A brief note on the Coordination Framework
By way of a concise introduction, the Shia Coordination Framework is a political bloc that brings together the bulk of Iraq's traditional Shia forces. It was constituted as a coordinating umbrella for managing shared positions inside parliament and beyond it, particularly during moments of crisis and major constitutional junctures. The Framework is not a single party or a classic electoral coalition but rather a vehicle of political understanding that gathers forces of varying backgrounds and weights, including those with armed wings and militias close to Iran or backed by it that entered political life after 2018. They have coalesced provisionally around one core objective: preventing the fragmentation of the Shia house and securing an influential presence in the equation of governance. The Framework took on its clearer contours after the early parliamentary elections of October 2021, specifically in the wake of the diminished representation of certain major Shia forces and the launch of the "national majority government" project championed at the time by the Sadrist movement in alliance with Mohammed al-Halbousi, leader of the Sunni Taqaddum party, and Masoud Barzani, leader of the Kurdistan Democratic Party.
As the political horizon closed in and the selection of a prime minister stalled, the Framework transformed in 2022 into a central player that steered the path of breaking the deadlock, ultimately producing the current government headed by Mohammed Shia al-Sudani. It is worth underlining here that the Coordination Framework effectively controls the present parliamentary majority following the November 2025 elections, which positions it to play a pivotal role in selecting the next prime minister and forming the next government according to the current distribution of seats inside the Iraqi Council of Representatives, while also exerting considerable leverage over every other political detail.
Naming the prime minister and the challenges that await him
With the designation of the prime minister drawing closer and names of potential candidates beginning to circulate, Iraq's political scene is entering one of its most sensitive and intricate phases. The matter goes well beyond settling on a name; it reflects fine-grained balances among the winning forces, calculations of consensus, pressures from the street and a tangle of economic, regional and international challenges. The next prime minister will not simply inherit an executive post but will shoulder a heavy legacy of accumulated crises ranging from the economy to the files of security and sovereignty, the Iraqi-Syrian relationship and the broader management of political and social pluralism within the system. In this context, the naming process becomes a real test of the Coordination Framework's ability to produce executive leadership capable of striking a balance between the demands of stability and the need to address structural dysfunction without sliding into the kind of disputes that would return the country to the square of deadlock.

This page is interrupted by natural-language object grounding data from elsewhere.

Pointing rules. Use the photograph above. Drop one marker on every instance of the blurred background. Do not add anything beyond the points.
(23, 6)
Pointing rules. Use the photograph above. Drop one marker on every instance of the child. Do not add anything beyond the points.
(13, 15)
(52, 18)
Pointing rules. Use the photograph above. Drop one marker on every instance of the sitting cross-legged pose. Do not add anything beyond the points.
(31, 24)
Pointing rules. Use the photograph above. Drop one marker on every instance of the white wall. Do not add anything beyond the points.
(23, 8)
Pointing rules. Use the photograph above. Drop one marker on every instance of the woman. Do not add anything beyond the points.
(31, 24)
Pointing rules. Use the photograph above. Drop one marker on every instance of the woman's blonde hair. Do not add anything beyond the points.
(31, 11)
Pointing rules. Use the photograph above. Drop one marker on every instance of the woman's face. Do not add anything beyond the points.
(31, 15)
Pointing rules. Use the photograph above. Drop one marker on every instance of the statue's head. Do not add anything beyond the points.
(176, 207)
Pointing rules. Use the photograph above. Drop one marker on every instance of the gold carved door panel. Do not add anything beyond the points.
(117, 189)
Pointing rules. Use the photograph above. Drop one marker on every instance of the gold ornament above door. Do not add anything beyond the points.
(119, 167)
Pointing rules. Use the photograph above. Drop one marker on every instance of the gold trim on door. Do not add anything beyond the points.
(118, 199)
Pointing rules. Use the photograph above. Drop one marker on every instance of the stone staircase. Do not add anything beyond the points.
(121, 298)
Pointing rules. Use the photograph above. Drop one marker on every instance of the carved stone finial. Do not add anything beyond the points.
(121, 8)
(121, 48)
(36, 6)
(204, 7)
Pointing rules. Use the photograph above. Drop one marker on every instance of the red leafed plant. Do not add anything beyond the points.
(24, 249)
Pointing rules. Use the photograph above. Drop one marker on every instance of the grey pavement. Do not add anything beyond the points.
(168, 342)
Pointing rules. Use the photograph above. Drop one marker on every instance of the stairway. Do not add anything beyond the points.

The heaviest burden: the Iraqi economy and liquidity
This file sits at the top of the list of challenges. The next head of government will find himself confronting a complex equation: how to handle the financial squeeze that has gripped the government for months, how to secure the revenues needed to keep the state running and how to feed an enormous operational spending bill swollen by inflated payrolls, expanding non-investment public expenditure and the limited role of the private sector. Unemployment, particularly among young people and recent graduates, will remain a constant source of pressure on the government, carrying with it weighty economic, social and security consequences. All of this unfolds amid total reliance on oil revenues, weak economic diversification and a bloated administrative apparatus. The success of the next government will not hinge solely on the availability of cash but also on its ability to address the structural imbalances and accumulated problems plaguing Iraq's financial and economic system, a system that has long operated within a political environment that obstructs and indeed prevents any genuine reform capable of tackling the challenges affecting the very architecture of the economy and the mechanisms of its management.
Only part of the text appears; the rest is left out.